Über 47 Prozent der Bürgergeld-Bezieher sind bekanntlich Ausländer. Der Anteil der ausländischen Arbeitslosenhilfe-Empfänger hat sich seit 2010 mehr als verdoppelt. Wahrscheinlich ist es für Zuwanderer nirgendwo so einfach, in den Genuss von Sozialleistungen zu kommen wie in Deutschland. Ein Sinnbild dafür sind die vielen fremdsprachigen Hilfen der Bundesagentur für Arbeit, für jene, die die Sprache des Landes nicht sprechen, von dessen Bürgern sie alimentiert werden wollen. Die deutsche Behörde jedenfalls hilft bislang mit Merkblättern auf Arabisch, Bulgarisch, Englisch, Französisch, Farsi (Persisch), Rumänisch, Russisch, Ukrainisch und Türkisch. Dieser Umstand wurde in den letzten Tagen von einigen Medien kritisch aufgegriffen und die Bundesagentur für Arbeit hat reagiert, wie bild.de berichtet:
„Eine Sprecherin der Bundesagentur für Arbeit (BA) erklärte BILD auf Anfrage: ‚Im Zuge der Flüchtlingszuwanderung kam es zu einer höheren Nachfrage nach übersetzten Fassungen des Merkblatts zum Bürgergeld. Deswegen hat die BA das Produkt ‚Kurzinformation zum Bürgergeld’ entwickelt‘“.
Doch jetzt wolle die Behörde laut der zitierten BA-Sprecherin die Bürgergeld-Informationen „perspektivisch nur noch in deutscher Sprache und in Leichter Sprache“ anbieten. Welche anderen „Produkte und Informationsseiten“ außerdem wegfallen sollen, werde demnach derzeit mit dem Bundesarbeitsministerium abgestimmt.

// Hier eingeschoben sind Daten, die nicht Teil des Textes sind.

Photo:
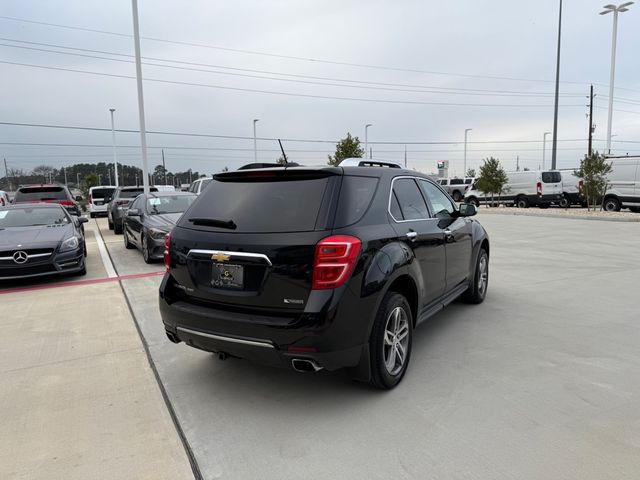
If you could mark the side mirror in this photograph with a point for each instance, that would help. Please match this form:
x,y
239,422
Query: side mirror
x,y
467,210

In jedem Falle solle es die Ausfüllhinweise zu den Bürgergeld-Antragsformularen in den Sprachen Ukrainisch, Russisch und Englisch ab 2026 nicht mehr geben. Allerdings wolle die Bundesagentur weiterhin fremdsprachige Informationen auf ihren Seiten anbieten.

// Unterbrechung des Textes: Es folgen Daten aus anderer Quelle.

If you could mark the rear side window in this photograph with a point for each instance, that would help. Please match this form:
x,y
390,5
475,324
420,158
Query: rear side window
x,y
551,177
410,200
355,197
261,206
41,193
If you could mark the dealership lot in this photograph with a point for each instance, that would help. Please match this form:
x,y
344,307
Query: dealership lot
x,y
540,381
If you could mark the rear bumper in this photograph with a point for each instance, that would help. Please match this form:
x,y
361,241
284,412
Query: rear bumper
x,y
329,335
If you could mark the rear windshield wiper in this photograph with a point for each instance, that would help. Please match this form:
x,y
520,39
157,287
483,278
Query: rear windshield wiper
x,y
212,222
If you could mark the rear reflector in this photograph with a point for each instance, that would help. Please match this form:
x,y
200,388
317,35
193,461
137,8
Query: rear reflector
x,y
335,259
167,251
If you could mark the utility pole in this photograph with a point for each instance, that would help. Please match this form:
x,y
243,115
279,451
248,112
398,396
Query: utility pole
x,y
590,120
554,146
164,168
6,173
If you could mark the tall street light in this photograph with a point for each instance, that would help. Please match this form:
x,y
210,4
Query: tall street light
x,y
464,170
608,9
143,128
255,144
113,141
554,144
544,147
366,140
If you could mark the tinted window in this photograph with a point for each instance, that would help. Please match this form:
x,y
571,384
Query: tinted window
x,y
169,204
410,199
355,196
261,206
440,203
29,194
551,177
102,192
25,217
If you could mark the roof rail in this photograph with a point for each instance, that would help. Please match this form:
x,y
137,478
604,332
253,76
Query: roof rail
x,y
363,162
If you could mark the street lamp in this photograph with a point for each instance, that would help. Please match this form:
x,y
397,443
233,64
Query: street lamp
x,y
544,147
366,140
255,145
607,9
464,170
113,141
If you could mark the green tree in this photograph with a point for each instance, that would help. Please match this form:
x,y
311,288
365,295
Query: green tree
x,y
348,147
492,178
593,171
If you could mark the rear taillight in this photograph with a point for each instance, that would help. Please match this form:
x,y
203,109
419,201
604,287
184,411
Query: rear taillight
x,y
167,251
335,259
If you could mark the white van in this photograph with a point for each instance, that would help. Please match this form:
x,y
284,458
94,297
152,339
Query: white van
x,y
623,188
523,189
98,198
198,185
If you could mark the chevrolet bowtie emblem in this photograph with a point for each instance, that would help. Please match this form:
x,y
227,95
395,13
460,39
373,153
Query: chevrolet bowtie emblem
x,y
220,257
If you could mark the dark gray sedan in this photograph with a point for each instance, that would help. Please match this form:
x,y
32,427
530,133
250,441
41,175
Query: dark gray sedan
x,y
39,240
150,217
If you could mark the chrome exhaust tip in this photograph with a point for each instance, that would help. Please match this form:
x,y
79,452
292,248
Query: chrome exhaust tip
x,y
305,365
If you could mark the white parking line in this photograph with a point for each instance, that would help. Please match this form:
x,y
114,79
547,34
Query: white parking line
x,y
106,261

Die fremdsprachigen Bürgergeld-Hilfen sind aber nicht mehr als ein Symbol für eine fehlgeleitete Politik, die Zuwanderern den Anspruch auf deutsche Sozialleistungen zu freigiebig anbietet. Insofern wird der Wegfall der Arabisch-Merkblätter kaum etwas an den Zahlen ändern. Aber sich darauf zu beschränken, „Zeichen zu setzen“ ist ja ein Markenzeichen deutscher Politik.